10 Reasons Why We Need Application Security Testing Tools

Despite the fact that there are quite a few reservations concerning the use of application security scanning technologies (e.g. false positives, false negatives, usability, and of course the price), there are also a couple of good reasons for using such tools:

1. Applications Are Getting Bigger and Bigger

Enterprise applications can be quite big: 100,000 lines of code (100 KLOC) are some sort of lower boundary. Larger applications can easily have millions of lines of code. The same goes for the number of unique sites and business functions such an application can have. On the same hand, even a code reviewer will only manage to analyze 1,000 lines of code (1 KLOC) a day.

2. Applications Do Often Change

Especially agile developed (Web) applications are periodically changed every sprint (e.g. every two weeks). But changes can also occur in the environment or integration of a productive application.

For instance, many Web applications are dynamically linked with other sites. Where some changes are trivial with no security impact, others will make a security review of the whole application necessary (e.g. due to architectural changes).

Manual pentesting or code review cannot solve that problem. According to WhiteHat, the average amount of serious vulnerabilities introduced per website was 56 in 2012 (in the years before even much higher).

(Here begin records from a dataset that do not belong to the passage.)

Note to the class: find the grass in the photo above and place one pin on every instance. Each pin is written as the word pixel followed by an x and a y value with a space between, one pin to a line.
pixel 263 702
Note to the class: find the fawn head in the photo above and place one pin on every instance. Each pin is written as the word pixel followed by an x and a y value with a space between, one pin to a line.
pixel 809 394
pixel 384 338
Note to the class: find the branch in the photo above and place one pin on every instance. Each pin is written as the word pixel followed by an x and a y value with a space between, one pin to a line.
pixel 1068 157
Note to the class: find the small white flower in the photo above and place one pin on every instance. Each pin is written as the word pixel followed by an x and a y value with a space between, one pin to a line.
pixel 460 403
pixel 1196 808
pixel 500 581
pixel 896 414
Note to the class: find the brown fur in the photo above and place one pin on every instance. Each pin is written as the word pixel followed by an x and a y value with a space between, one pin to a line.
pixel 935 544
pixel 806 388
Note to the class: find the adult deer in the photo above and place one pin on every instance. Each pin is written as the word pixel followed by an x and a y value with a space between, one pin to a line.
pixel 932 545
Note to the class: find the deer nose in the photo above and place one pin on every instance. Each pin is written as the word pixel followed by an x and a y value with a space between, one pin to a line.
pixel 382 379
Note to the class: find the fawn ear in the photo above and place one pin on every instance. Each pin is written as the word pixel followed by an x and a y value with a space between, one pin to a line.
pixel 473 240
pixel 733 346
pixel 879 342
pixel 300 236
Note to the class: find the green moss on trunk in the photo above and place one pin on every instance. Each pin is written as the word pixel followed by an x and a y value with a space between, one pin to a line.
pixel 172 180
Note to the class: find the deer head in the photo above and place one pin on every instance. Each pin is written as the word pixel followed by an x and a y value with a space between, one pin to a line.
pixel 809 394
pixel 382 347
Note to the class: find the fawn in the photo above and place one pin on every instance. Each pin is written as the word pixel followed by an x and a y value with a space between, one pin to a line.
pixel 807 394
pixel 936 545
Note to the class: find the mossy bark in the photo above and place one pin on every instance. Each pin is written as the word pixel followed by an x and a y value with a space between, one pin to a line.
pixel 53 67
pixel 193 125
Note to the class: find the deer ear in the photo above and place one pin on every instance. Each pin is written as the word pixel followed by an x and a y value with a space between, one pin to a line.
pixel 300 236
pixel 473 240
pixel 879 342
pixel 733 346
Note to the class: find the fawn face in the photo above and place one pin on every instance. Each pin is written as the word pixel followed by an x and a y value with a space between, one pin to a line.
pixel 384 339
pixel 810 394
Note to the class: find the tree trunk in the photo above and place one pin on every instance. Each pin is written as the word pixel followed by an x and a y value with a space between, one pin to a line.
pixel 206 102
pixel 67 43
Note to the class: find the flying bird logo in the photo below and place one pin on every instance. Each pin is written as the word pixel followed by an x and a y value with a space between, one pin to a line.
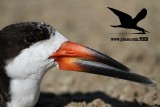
pixel 128 22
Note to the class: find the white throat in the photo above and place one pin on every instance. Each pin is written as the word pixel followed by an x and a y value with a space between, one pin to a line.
pixel 28 68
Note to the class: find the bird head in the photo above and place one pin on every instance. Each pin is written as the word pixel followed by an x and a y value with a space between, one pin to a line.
pixel 38 47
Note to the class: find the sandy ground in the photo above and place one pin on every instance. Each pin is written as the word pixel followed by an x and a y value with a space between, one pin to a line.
pixel 87 22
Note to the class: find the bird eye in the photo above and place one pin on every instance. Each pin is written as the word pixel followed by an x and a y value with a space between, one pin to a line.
pixel 30 39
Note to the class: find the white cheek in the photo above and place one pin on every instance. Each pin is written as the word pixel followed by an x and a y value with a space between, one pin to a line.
pixel 34 60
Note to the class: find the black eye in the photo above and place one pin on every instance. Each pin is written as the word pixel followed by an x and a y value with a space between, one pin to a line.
pixel 30 39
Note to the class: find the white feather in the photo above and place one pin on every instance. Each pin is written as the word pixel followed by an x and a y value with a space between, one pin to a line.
pixel 28 68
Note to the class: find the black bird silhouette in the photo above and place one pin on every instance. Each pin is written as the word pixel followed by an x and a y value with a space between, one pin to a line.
pixel 128 22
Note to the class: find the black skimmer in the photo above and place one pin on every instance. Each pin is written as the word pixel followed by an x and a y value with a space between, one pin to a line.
pixel 29 49
pixel 128 22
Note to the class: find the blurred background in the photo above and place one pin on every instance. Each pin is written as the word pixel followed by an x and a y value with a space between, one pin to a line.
pixel 88 22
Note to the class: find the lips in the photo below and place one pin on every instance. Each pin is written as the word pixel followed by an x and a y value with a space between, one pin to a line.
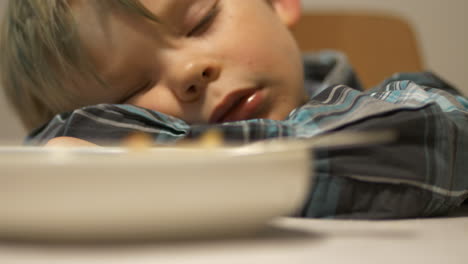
pixel 238 105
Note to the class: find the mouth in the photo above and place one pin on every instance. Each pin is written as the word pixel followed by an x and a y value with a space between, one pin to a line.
pixel 238 105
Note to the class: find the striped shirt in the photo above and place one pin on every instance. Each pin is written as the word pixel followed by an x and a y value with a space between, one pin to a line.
pixel 424 172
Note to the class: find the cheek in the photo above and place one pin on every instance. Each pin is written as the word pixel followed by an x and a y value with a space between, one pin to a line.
pixel 159 100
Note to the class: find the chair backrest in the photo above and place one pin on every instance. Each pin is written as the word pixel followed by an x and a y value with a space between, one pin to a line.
pixel 376 45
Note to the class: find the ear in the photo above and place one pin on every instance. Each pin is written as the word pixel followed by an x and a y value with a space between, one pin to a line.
pixel 289 11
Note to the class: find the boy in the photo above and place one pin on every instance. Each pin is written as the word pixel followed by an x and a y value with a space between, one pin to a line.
pixel 175 69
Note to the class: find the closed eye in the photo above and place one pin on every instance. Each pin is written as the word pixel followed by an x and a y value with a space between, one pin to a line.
pixel 206 22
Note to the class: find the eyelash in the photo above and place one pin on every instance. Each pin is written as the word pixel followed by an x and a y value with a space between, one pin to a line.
pixel 202 26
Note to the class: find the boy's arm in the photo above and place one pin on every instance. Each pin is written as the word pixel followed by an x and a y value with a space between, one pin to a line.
pixel 423 173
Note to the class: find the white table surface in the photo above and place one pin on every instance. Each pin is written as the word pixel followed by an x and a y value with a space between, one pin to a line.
pixel 287 240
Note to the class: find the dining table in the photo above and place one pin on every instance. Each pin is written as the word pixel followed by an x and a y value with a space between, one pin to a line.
pixel 281 240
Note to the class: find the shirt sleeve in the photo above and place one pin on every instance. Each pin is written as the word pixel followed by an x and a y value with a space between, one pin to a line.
pixel 422 173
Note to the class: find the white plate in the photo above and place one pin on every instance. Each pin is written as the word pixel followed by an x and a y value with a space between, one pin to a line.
pixel 111 193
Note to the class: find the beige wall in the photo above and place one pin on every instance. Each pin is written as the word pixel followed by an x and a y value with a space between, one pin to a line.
pixel 441 26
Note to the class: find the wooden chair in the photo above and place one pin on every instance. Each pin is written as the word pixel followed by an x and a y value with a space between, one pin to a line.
pixel 376 45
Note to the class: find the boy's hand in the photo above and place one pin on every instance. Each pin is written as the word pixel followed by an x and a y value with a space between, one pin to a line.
pixel 69 142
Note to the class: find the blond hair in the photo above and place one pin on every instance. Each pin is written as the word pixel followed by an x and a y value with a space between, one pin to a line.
pixel 40 50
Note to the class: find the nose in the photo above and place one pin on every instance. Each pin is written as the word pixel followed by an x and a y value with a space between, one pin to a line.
pixel 193 79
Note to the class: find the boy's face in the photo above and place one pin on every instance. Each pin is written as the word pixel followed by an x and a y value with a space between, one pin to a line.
pixel 207 61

3. Tools Can Be Executed by Non-Experts

Despite the well-known phrase “a fool with a tool is still a fool”, the requirement for performing a security assessment with a tool is much lower than without. Especially where more and more application-based threats are emerging, a pentester or code reviewer has to know a lot more than a few years ago. It still needs some training to perform a decent tool-based assessment though.

4. Tools Can Be Executed Continuously

A tool-based assessment is not comparable with a manual one (e.g. a pentest or code review) in respect of the level of assurance it can reach. This is very well stated by the OWASP ASVS Standard and other publications. Although the reached assurance is lower it can be ensured due to periodic (even daily) scans.

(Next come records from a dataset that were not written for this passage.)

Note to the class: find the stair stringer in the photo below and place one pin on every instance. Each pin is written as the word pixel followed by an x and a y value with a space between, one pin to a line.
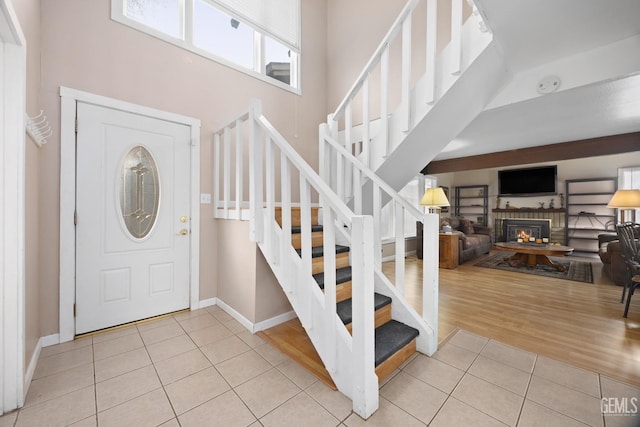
pixel 474 42
pixel 462 103
pixel 307 300
pixel 403 312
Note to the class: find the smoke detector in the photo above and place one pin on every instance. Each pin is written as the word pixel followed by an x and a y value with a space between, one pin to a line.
pixel 548 84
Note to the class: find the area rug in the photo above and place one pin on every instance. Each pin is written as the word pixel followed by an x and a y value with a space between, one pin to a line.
pixel 577 271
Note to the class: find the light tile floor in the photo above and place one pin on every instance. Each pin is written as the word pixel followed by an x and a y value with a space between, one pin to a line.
pixel 203 368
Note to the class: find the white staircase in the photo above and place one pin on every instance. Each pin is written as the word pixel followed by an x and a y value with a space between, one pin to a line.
pixel 363 165
pixel 350 359
pixel 453 89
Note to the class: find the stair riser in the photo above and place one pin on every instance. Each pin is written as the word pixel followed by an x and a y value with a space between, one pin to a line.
pixel 383 315
pixel 295 216
pixel 316 239
pixel 343 291
pixel 385 369
pixel 342 260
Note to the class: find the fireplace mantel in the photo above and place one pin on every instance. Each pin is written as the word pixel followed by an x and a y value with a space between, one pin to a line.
pixel 556 215
pixel 516 210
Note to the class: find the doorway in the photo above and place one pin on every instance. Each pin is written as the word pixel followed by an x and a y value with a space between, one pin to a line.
pixel 115 266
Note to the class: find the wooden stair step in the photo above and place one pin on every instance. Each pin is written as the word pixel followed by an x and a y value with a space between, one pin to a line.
pixel 395 343
pixel 342 275
pixel 345 309
pixel 295 216
pixel 318 251
pixel 343 283
pixel 292 339
pixel 298 229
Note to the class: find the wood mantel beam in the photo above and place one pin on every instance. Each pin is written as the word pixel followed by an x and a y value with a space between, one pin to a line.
pixel 601 146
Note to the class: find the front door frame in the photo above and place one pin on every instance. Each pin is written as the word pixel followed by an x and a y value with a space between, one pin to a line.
pixel 13 74
pixel 69 99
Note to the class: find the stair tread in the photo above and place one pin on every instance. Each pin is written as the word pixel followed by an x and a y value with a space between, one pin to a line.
pixel 318 251
pixel 346 314
pixel 391 337
pixel 342 275
pixel 298 229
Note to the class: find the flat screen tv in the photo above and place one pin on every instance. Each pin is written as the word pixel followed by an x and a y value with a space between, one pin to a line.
pixel 537 181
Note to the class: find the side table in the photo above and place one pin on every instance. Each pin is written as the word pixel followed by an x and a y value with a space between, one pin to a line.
pixel 448 249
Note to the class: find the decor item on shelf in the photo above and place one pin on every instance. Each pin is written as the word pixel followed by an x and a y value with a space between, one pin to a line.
pixel 434 199
pixel 626 200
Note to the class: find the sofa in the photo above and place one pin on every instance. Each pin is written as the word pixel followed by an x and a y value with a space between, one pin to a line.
pixel 611 255
pixel 474 239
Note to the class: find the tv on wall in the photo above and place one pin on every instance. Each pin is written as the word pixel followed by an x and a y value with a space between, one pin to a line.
pixel 537 181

5. Tools Can Make Manual Analysis Much More Efficient

Manual assessments (code reviews or pentests) based on tool-based scans can be much more efficient. Especially large codebases can be analyzed pretty well using such an approach.

Many Low Hanging Fruits, which are often the point of attack for criminals, can be identified very efficiently with a tool scan before a manual assessment has even started. Also, tools will often give us indicators for possible vulnerabilities or weaknesses that can then be analyzed manually.

6. Tools Can Check Specific Policies and Other Requirements

Many tools allow the definition of very specific policies and can therefore be used to ensure that an application is compliant with a secure coding guideline.

7. Tools Allow Us Standardized, Objective and Repeatable Analysis

As long as the ruleset does not change, a tool scan will always execute the same comprehensible tests cases on all applications. No test is left out of my mistake or other reason.

8. Tools Provide Us Metrics

Tools can provide us metrics – such as the security to quality defect ratio or the cyclomatic complexity that we can use to measure security and observe trending. In addition, results of scanning tools such as HP Fortify can be displayed in the quality dashboard such as sonar, leading to a much more visible (in)security.

9. Tools are the foundation of sustainable and continuous improved security

Tool scans are based on policies and rules. Both can be customized and tuned. The more we work with such a tool we can improve its results.

10. Tools Can Be Integrated in Existing Tools Suites (e.g. In Quality Assurance)

We can integrate a security scanning tool in tool suites that are already in place and periodically executed by quality assurance. This integration capability is yet only at its beginning but will surely be improved in the future.

All in all, we should be aware of tool limitations in general (and tool-specific ones too), but shouldn’t deny their capabilities (and benefit by using them) too.